Commit Graph

8 Commits

Author SHA1 Message Date
Sean Whalen aabcfb4298 Store numbers as number_value; fix conditional guards to != ""
Two corrections confirmed against Google's official content-hub parsers
(content/parsers/third_party/community/*/cbn):

1. Numbers as numbers. count, source_asn, successful_session_count and
   failed_session_count were being stored in additional.fields as string_value.
   Store them as number_value instead (build string -> convert to uinteger ->
   rename to number_value, the content-hub idiom), so SecOps can range-query and
   sort them, per parsedmarc's "store numbers as numbers" rule. Booleans stay
   string_value (content-hub never uses bool_value) and are still converted in
   step 1b for the == "true"/"false" comparisons.

2. Conditional guards. Replaced bare `if [field] {` with `if [field] != "" {`
   (76 guards + the detection cascade + policy_override). After 1a initializes
   every tested field to "", a bare `if` is true for an empty field (Logstash/CBN
   semantics), which would misfire detection and emit empty labels. content-hub
   uses `!= ""` ~111x vs 2 bare (both flags); parser flags (no_json_payload,
   not_json, *_nan) correctly stay bare.

Verified: braces balance, no stray bare field-guards, all if-tested fields
initialized, all four numeric fields emit number_value.

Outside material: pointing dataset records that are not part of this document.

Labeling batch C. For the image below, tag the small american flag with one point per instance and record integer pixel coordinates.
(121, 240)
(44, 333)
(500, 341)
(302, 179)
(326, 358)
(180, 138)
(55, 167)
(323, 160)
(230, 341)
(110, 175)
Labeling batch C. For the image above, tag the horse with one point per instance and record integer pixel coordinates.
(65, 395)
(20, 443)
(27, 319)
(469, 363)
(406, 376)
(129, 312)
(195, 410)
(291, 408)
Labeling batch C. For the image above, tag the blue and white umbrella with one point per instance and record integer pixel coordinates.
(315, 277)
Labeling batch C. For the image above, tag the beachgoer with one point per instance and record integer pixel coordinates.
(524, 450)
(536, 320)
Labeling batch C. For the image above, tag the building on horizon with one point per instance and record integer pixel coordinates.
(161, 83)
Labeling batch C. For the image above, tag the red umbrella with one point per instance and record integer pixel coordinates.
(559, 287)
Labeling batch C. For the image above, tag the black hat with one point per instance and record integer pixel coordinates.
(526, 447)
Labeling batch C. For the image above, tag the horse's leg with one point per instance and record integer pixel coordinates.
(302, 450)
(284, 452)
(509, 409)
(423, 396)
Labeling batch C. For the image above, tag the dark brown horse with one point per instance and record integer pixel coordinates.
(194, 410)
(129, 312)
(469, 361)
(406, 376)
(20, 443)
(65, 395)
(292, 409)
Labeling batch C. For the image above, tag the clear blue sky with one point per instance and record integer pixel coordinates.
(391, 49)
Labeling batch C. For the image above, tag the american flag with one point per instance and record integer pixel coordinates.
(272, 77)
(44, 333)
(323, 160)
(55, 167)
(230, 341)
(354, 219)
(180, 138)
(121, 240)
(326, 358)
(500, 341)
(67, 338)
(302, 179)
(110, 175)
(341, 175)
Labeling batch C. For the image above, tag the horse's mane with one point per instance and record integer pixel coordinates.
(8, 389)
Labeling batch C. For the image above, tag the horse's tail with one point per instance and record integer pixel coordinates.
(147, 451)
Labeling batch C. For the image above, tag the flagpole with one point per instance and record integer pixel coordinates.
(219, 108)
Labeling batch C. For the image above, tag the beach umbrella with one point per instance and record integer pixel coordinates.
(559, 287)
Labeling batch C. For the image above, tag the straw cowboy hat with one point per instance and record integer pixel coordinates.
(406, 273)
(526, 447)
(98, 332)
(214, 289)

Co-Authored-By: Claude Opus 4.8 (1M context) <noreply@anthropic.com>
2026-06-04 12:08:10 -04:00
Sean Whalen 05c9177d73 Cite the official Chronicle content-hub parser repo
Add github.com/chronicle/content-hub (Google's official third-party SecOps
parser repo) to the README references and re-anchor the in-code citations to
it. Its current CBN parsers (e.g. CLOUDFLARE_PAGESHIELD, Copyright 2025 Google
SecOps) confirm both fixes this parser makes: initialize every field before the
json{} filter, and convert JSON booleans/numbers to strings before comparison.
Replaces the dated "How to parse JSON data" citation with the authoritative,
actively-maintained source.

Co-Authored-By: Claude Opus 4.8 (1M context) <noreply@anthropic.com>
2026-06-04 11:27:38 -04:00
Sean Whalen 88034c7192 Define CBN up front for new SecOps users
Add a short, skippable callout explaining what a parser / configuration-based
normalizer (CBN) is and how it fits the SecOps ingest flow (log type → parser →
UDM event), so the README serves newcomers without slowing experienced users.

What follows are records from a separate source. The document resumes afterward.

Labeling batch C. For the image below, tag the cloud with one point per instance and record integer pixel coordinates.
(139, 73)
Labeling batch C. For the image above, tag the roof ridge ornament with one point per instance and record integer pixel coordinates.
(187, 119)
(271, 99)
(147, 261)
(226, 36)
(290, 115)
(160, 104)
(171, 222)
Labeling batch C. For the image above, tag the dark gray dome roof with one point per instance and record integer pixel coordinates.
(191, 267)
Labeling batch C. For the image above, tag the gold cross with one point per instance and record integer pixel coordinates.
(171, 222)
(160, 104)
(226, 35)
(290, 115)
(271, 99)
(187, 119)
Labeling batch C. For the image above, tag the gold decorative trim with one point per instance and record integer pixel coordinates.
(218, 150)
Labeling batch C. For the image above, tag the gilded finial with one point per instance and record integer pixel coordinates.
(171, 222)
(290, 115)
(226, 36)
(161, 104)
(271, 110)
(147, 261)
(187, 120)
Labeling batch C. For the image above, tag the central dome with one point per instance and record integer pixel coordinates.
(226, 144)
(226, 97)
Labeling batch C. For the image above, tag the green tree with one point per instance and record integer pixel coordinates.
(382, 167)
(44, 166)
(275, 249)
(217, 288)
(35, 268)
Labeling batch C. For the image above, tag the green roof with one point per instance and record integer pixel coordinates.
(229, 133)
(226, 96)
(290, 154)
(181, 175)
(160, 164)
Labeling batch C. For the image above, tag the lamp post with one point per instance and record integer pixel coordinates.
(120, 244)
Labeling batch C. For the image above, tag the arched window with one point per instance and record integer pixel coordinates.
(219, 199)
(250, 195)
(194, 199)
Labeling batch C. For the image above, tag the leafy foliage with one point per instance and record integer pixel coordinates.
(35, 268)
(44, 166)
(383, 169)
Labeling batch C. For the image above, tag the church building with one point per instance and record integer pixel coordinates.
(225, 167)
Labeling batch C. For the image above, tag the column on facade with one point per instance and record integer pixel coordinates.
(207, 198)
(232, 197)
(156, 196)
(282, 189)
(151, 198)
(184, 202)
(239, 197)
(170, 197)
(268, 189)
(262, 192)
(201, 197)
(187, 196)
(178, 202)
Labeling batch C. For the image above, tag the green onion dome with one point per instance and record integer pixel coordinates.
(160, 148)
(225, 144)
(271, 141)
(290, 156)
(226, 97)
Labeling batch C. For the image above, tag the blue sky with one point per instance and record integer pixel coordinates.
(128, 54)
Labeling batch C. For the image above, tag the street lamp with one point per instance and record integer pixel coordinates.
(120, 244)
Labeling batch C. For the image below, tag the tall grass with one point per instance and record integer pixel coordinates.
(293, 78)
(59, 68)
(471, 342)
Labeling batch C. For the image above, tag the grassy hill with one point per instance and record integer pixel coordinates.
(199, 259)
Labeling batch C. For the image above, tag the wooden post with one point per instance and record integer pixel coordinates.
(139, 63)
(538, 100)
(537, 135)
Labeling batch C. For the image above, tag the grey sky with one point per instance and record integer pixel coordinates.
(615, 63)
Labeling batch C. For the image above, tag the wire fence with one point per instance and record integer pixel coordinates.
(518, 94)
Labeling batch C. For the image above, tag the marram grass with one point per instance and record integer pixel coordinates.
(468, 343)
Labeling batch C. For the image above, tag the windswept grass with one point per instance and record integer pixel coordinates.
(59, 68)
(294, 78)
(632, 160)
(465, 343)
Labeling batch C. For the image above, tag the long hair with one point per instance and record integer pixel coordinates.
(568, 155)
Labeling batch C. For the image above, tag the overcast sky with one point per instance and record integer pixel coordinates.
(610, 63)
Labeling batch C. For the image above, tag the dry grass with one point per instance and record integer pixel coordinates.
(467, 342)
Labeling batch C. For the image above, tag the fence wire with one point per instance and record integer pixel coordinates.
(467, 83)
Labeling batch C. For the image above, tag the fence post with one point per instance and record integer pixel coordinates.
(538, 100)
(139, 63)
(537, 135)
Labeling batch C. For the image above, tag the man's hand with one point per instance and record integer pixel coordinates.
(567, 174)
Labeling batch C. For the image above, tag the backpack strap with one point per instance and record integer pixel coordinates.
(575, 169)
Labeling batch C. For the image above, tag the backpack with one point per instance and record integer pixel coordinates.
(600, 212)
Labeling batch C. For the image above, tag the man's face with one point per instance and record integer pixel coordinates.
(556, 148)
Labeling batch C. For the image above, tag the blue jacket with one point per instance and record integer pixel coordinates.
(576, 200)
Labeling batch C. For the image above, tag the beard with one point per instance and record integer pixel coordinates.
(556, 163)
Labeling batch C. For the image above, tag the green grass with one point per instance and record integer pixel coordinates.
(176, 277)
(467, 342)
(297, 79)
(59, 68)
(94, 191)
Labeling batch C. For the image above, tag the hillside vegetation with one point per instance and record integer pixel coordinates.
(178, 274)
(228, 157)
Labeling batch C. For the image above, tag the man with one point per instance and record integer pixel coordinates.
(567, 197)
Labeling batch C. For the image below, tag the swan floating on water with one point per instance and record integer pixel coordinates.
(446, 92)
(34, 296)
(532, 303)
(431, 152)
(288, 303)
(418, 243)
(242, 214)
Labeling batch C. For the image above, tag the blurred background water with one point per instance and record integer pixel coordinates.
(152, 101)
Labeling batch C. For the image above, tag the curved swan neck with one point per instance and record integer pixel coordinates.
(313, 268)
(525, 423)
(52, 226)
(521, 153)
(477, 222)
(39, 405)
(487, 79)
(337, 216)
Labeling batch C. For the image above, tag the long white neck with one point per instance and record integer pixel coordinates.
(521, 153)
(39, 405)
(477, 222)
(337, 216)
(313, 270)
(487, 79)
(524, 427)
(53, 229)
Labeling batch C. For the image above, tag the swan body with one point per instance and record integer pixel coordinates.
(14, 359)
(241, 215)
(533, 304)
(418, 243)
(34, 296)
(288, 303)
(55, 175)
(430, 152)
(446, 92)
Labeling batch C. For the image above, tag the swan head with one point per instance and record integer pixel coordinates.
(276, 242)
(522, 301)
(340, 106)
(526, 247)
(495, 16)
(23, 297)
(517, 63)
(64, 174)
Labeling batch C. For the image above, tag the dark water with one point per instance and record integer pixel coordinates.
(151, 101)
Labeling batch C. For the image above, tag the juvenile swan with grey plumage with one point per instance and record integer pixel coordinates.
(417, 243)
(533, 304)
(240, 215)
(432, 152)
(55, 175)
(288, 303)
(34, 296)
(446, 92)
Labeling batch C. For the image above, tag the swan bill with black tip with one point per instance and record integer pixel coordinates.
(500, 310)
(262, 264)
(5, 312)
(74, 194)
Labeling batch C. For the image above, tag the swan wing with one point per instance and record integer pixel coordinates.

Co-Authored-By: Claude Opus 4.8 (1M context) <noreply@anthropic.com>
2026-06-04 11:13:03 -04:00
Sean Whalen 1c234de9ff Expand README references with the sources used
Add the remaining official Google docs the parser is built on (parser tips
& troubleshooting, manage parsers, UDM search, Bindplane install) and a
clearly-separated "Additional sources and tooling" section for the community
resources that drove the JSON type-handling and field-init fixes
(thatsiemguy's Parsing 101, the Corelight production parser, chronicle/cbn-tool).

Co-Authored-By: Claude Opus 4.8 (1M context) <noreply@anthropic.com>
2026-06-04 11:09:58 -04:00
Sean Whalen 46e694502d Detect aggregate reports by "xml_schema" instead of "domain"
xml_schema is aggregate-only (failure/SMTP TLS rows don't carry it) and a
distinctive, non-generic field name, addressing the concern that "domain"
could be confused with other logs. parsedmarc defaults xml_schema to "draft"
when the report omits <version> (parsedmarc/__init__.py:832), so it survives a
missing version element -- unlike a field with no default.

It is also a native JSON string straight out of the json{} filter, so unlike
dmarc_aligned it needs no convert step to be testable, keeping detection
independent of the type-conversion in step 1b. xml_schema is added to the
pre-json init block (required for any if-tested field); domain stays
initialized since it is still mapped to target.hostname.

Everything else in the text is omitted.